The bad news was that because of my score, I was not an eligible candidate for the study. Geez……..I may never get into one of these clinical trials.
More than half of the people living with MS will experience some level of cognitive dysfunction. Another fact is that over time, the great majority of us will experience some physical disability. Given a choice (which I am not), I would choose to have the physical disability over the cognitive disability every time. Luckily for me, that is how the course of my MS seems to be going.

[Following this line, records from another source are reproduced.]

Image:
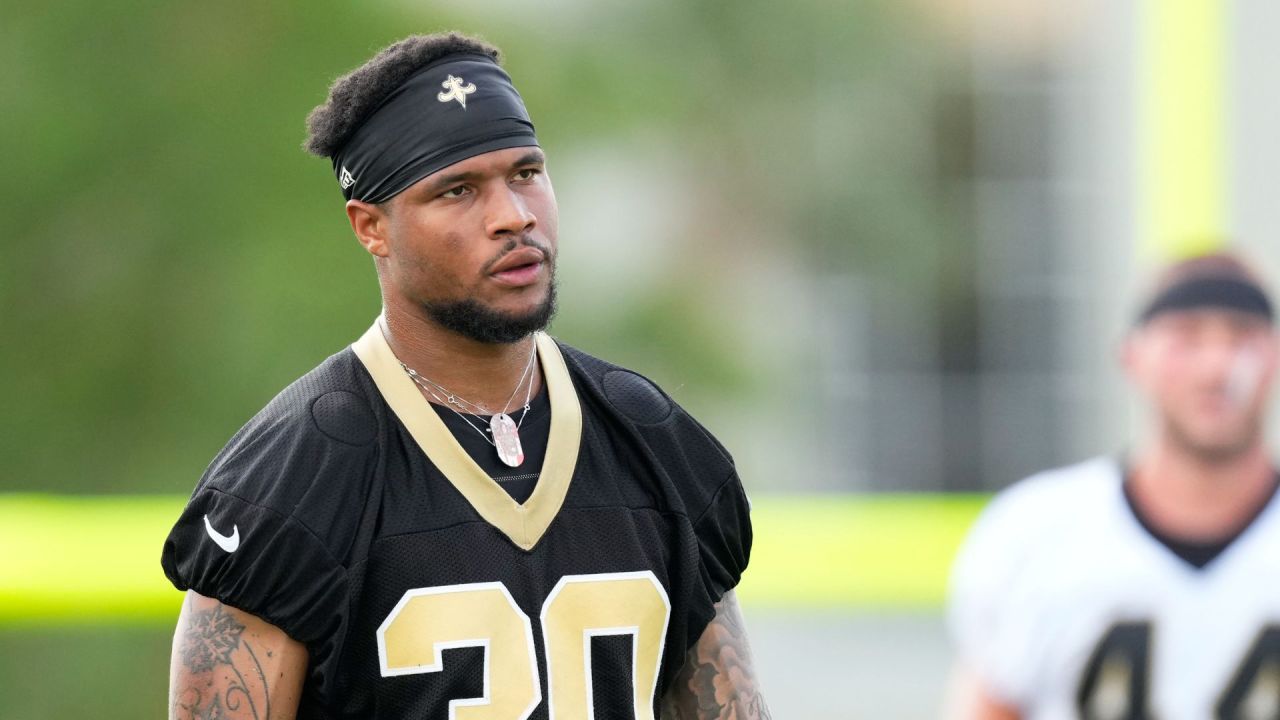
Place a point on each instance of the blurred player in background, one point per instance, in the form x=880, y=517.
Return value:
x=1142, y=587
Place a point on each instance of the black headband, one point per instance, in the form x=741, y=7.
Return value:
x=1228, y=294
x=449, y=110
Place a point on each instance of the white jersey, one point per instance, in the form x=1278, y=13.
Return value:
x=1065, y=606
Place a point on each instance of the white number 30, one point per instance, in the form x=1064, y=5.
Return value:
x=579, y=607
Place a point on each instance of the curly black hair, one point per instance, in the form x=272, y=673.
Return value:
x=353, y=96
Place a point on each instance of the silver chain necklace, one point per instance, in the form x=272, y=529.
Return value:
x=506, y=432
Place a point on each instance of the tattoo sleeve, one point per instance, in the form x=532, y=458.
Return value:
x=229, y=665
x=718, y=680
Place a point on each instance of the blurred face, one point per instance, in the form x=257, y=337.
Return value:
x=1207, y=374
x=475, y=245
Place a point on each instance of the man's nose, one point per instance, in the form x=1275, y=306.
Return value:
x=508, y=215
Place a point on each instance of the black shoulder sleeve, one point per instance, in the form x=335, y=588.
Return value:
x=705, y=483
x=273, y=520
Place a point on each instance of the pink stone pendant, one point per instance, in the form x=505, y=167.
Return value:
x=506, y=438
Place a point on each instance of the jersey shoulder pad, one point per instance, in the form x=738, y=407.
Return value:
x=318, y=431
x=630, y=393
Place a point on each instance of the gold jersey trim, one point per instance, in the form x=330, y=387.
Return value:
x=525, y=524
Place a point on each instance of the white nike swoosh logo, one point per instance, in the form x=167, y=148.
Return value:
x=227, y=542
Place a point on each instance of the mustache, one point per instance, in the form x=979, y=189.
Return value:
x=526, y=241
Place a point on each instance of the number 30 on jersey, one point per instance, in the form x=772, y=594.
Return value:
x=429, y=620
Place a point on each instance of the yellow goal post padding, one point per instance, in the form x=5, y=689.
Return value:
x=96, y=559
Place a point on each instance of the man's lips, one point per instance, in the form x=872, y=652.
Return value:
x=519, y=267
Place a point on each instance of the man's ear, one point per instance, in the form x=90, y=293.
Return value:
x=370, y=224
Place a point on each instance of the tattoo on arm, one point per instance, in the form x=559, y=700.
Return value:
x=718, y=679
x=220, y=674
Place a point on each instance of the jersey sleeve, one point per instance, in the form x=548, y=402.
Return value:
x=270, y=523
x=991, y=619
x=725, y=538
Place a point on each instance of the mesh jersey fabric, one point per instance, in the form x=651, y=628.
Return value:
x=341, y=514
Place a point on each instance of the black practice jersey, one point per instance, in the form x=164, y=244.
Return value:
x=347, y=514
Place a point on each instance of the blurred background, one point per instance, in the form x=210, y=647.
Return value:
x=883, y=249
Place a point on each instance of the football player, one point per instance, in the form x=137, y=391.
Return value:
x=458, y=515
x=1148, y=586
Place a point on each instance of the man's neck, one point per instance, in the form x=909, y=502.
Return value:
x=1192, y=499
x=478, y=372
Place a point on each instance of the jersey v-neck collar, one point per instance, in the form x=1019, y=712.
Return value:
x=524, y=524
x=1197, y=555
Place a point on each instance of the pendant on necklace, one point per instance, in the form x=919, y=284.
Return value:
x=506, y=438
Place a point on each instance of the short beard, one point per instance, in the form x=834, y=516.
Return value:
x=476, y=322
x=1212, y=454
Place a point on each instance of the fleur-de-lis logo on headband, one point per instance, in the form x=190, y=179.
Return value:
x=456, y=91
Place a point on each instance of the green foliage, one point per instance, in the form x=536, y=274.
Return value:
x=173, y=258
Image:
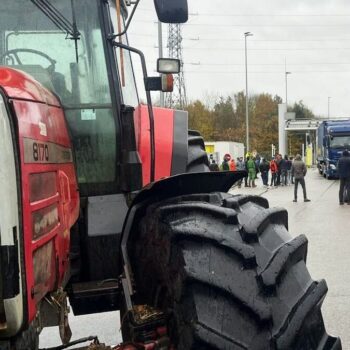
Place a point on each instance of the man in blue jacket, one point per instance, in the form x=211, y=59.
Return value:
x=344, y=176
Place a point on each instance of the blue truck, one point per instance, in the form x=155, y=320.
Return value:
x=333, y=139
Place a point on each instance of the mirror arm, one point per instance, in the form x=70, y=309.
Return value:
x=149, y=102
x=113, y=36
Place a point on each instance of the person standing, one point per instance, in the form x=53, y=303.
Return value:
x=289, y=171
x=299, y=171
x=278, y=160
x=344, y=177
x=273, y=168
x=213, y=166
x=240, y=166
x=264, y=168
x=284, y=171
x=224, y=165
x=233, y=165
x=251, y=167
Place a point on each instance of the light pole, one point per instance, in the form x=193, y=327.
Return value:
x=286, y=75
x=160, y=54
x=246, y=34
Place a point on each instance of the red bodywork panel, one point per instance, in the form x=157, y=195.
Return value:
x=164, y=140
x=49, y=188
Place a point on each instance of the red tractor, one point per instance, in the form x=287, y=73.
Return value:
x=110, y=203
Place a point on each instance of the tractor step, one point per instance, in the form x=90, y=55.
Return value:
x=94, y=297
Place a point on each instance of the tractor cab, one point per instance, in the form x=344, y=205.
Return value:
x=63, y=45
x=78, y=50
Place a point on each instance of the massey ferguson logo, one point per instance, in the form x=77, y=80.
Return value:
x=45, y=152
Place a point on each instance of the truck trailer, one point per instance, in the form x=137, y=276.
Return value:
x=333, y=139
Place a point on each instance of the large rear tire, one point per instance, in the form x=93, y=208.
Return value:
x=228, y=274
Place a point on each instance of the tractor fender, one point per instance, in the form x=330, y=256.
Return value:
x=183, y=184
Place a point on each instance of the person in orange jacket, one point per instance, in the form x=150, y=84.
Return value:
x=233, y=165
x=274, y=170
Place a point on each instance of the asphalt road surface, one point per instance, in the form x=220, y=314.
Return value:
x=327, y=227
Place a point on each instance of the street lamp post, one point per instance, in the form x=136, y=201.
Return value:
x=286, y=74
x=246, y=34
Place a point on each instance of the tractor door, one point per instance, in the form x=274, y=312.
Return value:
x=11, y=301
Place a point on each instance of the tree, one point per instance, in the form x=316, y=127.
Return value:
x=301, y=111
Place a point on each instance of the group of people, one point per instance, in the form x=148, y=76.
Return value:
x=284, y=171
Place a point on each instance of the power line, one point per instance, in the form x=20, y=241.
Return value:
x=271, y=15
x=216, y=25
x=265, y=72
x=268, y=48
x=264, y=64
x=258, y=49
x=240, y=40
x=261, y=15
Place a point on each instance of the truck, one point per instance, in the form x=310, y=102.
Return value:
x=109, y=204
x=333, y=139
x=217, y=150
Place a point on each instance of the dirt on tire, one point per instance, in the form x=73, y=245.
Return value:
x=228, y=274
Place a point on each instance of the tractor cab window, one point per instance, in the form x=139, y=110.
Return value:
x=125, y=67
x=72, y=67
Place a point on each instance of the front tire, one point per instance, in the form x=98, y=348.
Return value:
x=26, y=340
x=228, y=274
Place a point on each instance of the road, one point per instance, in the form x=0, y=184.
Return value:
x=326, y=225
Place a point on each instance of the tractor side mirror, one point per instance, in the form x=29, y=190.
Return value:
x=172, y=11
x=168, y=65
x=163, y=83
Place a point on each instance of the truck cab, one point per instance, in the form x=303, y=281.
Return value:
x=333, y=139
x=70, y=114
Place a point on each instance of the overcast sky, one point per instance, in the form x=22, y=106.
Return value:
x=311, y=36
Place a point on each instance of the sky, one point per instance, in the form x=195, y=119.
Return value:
x=308, y=38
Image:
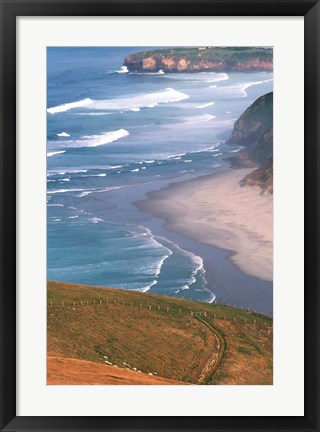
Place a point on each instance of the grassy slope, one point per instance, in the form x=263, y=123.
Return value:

Acceptance seems to be one of the best ways to live with a chronic condition….really, to live life under any conditions. By acceptance I don’t mean complacency or resignation. I mean accepting what is true, what cannot be changed and making the most out of whatever abilities I do have.
According to the test, my cognitive function is great. Will it always be that way? I can only hope so and can take steps to maintain the status quo, both mentally and physically. But if it changes, I know exactly what will do. Make the most out of whatever abilities I do have.
Will I ever get into one of these studies? I can only hope not.
Participate. Make a difference. Live a life that matters.